Does inference on subgraph approximate full-graph inference?

JinwooMcLee · October 26, 2021, 3:21am

Hi! currently I’m working on deploying node classification model with GAT to our service.

Our GAT model are made of 4 layers of message passing like below (3 for hidden layers, 1 for output projection). I trained the model with full-graph.

As we cannot fit our huge graph into memory at our inference server, I’m wondering whether following solution would be valid.

Get 4-hop neighbors subgraph from GraphDB for a target node
Inference with this subgraph

Is this approach only approximate the inference result of full-graph, as it cannot get message beyond 4-hop neighbors?

Or should I train the model with 4-hop neighbors subgraph instead of full-graph, then inference?

Any suggestions would be really helpful.

Sincerely
Jinwoo

class GAT(nn.Module):
    # Reference : https://github.com/dmlc/dgl/blob/master/examples/pytorch/gat/train.py
    def __init__(self,
                 num_layers=3,
                 in_dim=48,
                 num_hidden=16,
                 num_classes=2,
                 num_heads=3,
                 num_out_heads=1,
                 activation=F.relu,
                 feat_drop=0,
                 attn_drop=0,
                 negative_slope=0.2,
                 residual=False):
        super(GAT, self).__init__()
        self.heads = ([num_heads] * num_layers) + [num_out_heads]

        self.num_layers = num_layers
        self.gat_layers = nn.ModuleList()
        self.activation = activation
        # input projection (no residual)
        self.gat_layers.append(GATConv(
            in_dim, num_hidden, self.heads[0],
            feat_drop, attn_drop, negative_slope, False, self.activation))
        # hidden layers
        for layer in range(1, num_layers):
            # due to multi-head, the in_dim = num_hidden * num_heads
            self.gat_layers.append(GATConv(
                num_hidden * self.heads[layer - 1], num_hidden, self.heads[layer],
                feat_drop, attn_drop, negative_slope, residual, self.activation))
        # output projection
        self.gat_layers.append(GATConv(
            num_hidden * self.heads[-2], num_classes, self.heads[-1],
            feat_drop, attn_drop, negative_slope, residual, None))

    def forward(self, g, features):
        self.g = g

        h = features
        for layer in range(self.num_layers):
            h = self.gat_layers[layer](self.g, h).flatten(1)
        # output projection
        logits = self.gat_layers[-1](self.g, h).mean(1)
        return logits

minjie · November 1, 2021, 10:47am

Hi, sorry for the late reply.

It depends on how you extract the 4-hop subgraph.

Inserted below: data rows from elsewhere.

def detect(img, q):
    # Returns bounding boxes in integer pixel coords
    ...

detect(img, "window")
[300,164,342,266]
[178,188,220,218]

If the subgraph contains all the neighbors (i.e., full neighbor subgraph), then the approach computes the exact prediction of the target node with no compromise. If the subgraph is based on neighbor sampling, then the prediction will come with variance, which you could further reduce by averaging across multiple samples.

JinwooMcLee · November 1, 2021, 12:29pm

Thanks, it really helps!